Nos passions, nos préjugés et les opinions dominantes, en exagérant les probabilités qui leur sont favorables, et en atténuant les probabilités contraires, sont des sources abondantes d’illusions dangereuses.

Les maux présens et la cause qui les fait naître, nous affectent beaucoup plus que le souvenir des maux produits par la cause contraire ; ils nous empêchent d’apprécier avec justesse les inconvéniens des uns et des autres, et la probabilité des moyens propres à nous en préserver. C’est ce qui porte alternativement vers le despotisme et vers l’anarchie les peuples sortis de l’état de repos, dans lequel ils ne rentrent jamais qu’après de longues et cruelles agitations.

Cette impression vive que nous recevons de la présence des évènemens, et qui nous laisse à peine remarquer les évènemens contraires observés par d’autres, est une cause principale d’erreur dont on ne peut trop se garantir.

C’est principalement au jeu qu’une foule d’illusions entretient l’espérance et la soutient contre les chances défavorables. La plupart de ceux qui mettent aux loteries, ne savent pas combien de chances sont à leur avantage, combien leur sont contraires. Ils n’envisagent que la possibilité, pour une mise légère, de gagner une somme considérable ; et les projets que leur imagination enfante, exagèrent à leurs yeux la probabilité de l’obtenir : le pauvre surtout, excité par le désir d’un meilleur sort, expose à ce jeu son nécessaire, en s’attachant aux combinaisons les plus défavorables, qui lui promettent un grand bénéfice. Tous seraient sans doute effrayés du nombre immense des mises perdues, s’ils pouvaient les connaître ; mais on prend soin, au contraire, de donner aux gains une grande publicité, qui devient une nouvelle cause d’excitation à ce jeu funeste.
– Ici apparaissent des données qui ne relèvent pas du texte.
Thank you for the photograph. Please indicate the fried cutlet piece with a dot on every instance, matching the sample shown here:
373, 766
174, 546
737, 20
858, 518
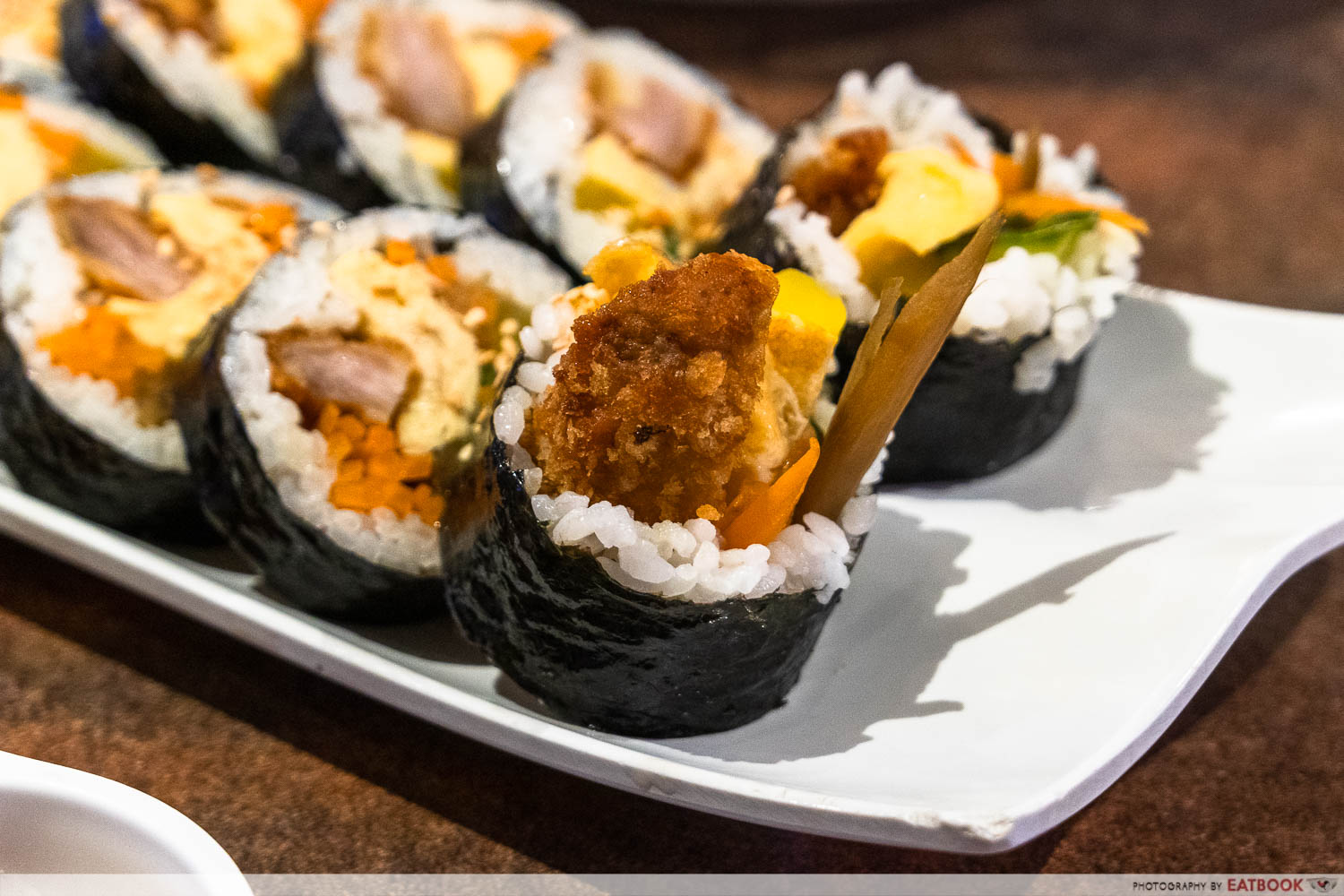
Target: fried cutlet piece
653, 401
843, 180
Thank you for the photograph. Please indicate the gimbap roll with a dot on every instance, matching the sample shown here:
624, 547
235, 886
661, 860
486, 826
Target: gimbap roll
317, 401
668, 511
30, 42
394, 86
887, 182
196, 75
104, 281
48, 137
615, 137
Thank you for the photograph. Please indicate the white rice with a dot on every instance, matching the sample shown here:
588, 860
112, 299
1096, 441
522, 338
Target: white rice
182, 66
39, 288
376, 137
683, 560
547, 123
94, 125
296, 289
1016, 297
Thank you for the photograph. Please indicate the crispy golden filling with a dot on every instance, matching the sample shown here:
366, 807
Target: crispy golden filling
653, 402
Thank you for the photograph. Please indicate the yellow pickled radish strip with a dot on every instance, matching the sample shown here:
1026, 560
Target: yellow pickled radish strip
624, 263
768, 514
1035, 206
804, 297
895, 359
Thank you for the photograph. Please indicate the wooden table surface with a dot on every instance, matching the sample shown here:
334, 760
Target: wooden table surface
1219, 120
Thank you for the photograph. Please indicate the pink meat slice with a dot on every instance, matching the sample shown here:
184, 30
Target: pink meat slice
413, 58
664, 126
117, 247
327, 367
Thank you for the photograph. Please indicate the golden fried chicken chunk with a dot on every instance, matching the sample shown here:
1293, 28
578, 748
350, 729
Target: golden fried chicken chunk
843, 180
653, 402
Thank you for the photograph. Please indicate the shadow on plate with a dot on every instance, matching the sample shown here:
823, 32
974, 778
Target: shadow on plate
435, 640
1142, 416
886, 642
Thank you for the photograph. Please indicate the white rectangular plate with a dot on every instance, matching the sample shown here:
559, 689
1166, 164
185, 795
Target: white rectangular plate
1008, 646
Lorsqu’à la loterie de France un numéro n’est pas sorti depuis long-temps, la foule s’empresse de le couvrir de mises. Elle juge que le numéro resté long-temps sans sortir doit, au prochain tirage, sortir de préférence aux autres. Une erreur aussi commune me paraît tenir à une illusion par laquelle on se reporte involontairement à l’origine des évènemens. Il est, par exemple, très peu vraisemblable qu’au jeu de croix ou pile on amènera croix dix fois de suite. Cette invraisemblance, qui nous frappe encore lorsqu’il est arrivé neuf fois, nous porte à croire qu’au dixième coup pile arrivera. Cependant le passé, en indiquant dans la pièce une plus grande pente pour croix que pour pile, rend le premier de ces évènemens plus probable que l’autre : il augmente, comme on l’a vu, la probabilité d’amener croix au coup suivant. Une illusion semblable persuade à beaucoup de monde que l’on peut gagner sûrement à la loterie, en plaçant chaque fois, sur un même numéro jusqu’à sa sortie, une mise dont le produit surpasse la somme de toutes les mises. Mais quand même de semblables spéculations ne seraient pas souvent arrêtées par l’impossibilité de les soutenir, elles ne diminueraient point le désavantage mathématique des spéculateurs, et elles accroîtraient leur désavantage moral, puisqu’à chaque tirage ils exposeraient une plus grande partie de leur fortune.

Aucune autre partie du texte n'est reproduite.